Distil-Whisper Large v3 for RAG?

Distil-Whisper Large v3 is not designed for Retrieval-Augmented Generation (RAG). It is optimized for speech recognition tasks and may not perform well in RAG scenarios.

Distil-Whisper Large v3 for agents?

Distil-Whisper Large v3 can be used in agent-based systems for speech recognition tasks, such as voice commands or transcriptions. However, it is not designed for complex dialog management or natural language understanding.

Distil-Whisper Large v3 for coding vs general?

Distil-Whisper Large v3 is optimized for speech recognition and is not specifically designed for coding or general-purpose NLP tasks. For coding, models like Codex are more appropriate.

Distil-Whisper Large v3 vs ChatGPT?

Distil-Whisper Large v3 is a speech recognition model, while ChatGPT is a conversational AI model. They serve different purposes and are not directly comparable in terms of functionality.

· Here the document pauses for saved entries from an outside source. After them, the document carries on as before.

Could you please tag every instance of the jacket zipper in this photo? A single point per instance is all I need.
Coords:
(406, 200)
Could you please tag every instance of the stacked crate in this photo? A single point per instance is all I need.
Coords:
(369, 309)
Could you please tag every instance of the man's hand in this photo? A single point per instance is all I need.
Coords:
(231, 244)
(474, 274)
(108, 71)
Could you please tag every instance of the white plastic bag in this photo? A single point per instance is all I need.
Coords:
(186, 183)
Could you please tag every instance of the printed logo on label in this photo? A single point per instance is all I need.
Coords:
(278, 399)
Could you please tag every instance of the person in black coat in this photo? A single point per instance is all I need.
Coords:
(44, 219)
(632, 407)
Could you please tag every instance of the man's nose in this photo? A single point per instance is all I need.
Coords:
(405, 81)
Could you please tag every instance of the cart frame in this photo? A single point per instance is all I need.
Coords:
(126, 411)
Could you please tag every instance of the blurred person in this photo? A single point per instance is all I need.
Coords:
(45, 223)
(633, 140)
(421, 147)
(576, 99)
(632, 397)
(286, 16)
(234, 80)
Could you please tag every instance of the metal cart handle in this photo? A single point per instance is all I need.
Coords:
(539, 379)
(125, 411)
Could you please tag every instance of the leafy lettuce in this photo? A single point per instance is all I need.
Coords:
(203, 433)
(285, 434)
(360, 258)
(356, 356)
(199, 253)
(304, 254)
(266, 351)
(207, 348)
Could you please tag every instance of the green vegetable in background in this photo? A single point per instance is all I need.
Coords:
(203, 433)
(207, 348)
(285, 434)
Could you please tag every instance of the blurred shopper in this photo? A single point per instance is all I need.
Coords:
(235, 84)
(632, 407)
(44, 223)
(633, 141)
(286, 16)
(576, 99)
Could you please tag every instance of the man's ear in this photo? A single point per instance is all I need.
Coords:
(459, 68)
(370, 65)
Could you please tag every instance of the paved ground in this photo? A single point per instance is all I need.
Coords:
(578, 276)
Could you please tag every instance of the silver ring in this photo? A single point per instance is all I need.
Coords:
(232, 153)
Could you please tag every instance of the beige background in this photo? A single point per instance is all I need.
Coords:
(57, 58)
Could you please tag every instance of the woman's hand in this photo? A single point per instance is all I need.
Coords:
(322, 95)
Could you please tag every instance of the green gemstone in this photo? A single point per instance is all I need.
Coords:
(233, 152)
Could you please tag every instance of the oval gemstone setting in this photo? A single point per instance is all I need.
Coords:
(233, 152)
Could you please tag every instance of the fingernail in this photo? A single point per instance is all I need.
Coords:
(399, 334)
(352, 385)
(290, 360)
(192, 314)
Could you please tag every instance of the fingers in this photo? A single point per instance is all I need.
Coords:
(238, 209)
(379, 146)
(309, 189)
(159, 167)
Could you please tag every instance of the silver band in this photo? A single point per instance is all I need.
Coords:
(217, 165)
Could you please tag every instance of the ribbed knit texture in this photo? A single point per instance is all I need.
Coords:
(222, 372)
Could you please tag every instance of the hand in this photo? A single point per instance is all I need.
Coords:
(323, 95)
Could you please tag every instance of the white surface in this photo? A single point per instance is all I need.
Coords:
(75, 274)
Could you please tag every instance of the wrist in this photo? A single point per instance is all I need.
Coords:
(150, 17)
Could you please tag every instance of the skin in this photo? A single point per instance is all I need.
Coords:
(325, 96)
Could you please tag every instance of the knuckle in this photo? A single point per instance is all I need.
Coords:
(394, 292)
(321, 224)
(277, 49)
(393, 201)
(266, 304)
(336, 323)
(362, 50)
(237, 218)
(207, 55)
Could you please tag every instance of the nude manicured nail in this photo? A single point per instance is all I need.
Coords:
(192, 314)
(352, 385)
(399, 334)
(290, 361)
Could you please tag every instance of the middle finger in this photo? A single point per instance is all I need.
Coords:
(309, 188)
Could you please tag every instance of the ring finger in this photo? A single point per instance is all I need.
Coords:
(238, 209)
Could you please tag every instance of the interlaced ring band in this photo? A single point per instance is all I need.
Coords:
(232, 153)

Distil-Whisper Large v3 download size?

The download size of Distil-Whisper Large v3 is approximately 1.5 GB, depending on the quantization level and format.

Best quant for Distil-Whisper Large v3?

The best quantization for Distil-Whisper Large v3 depends on your specific needs. INT8 is generally a good balance between performance and memory usage, while FP16 offers a slight accuracy improvement with a higher memory footprint.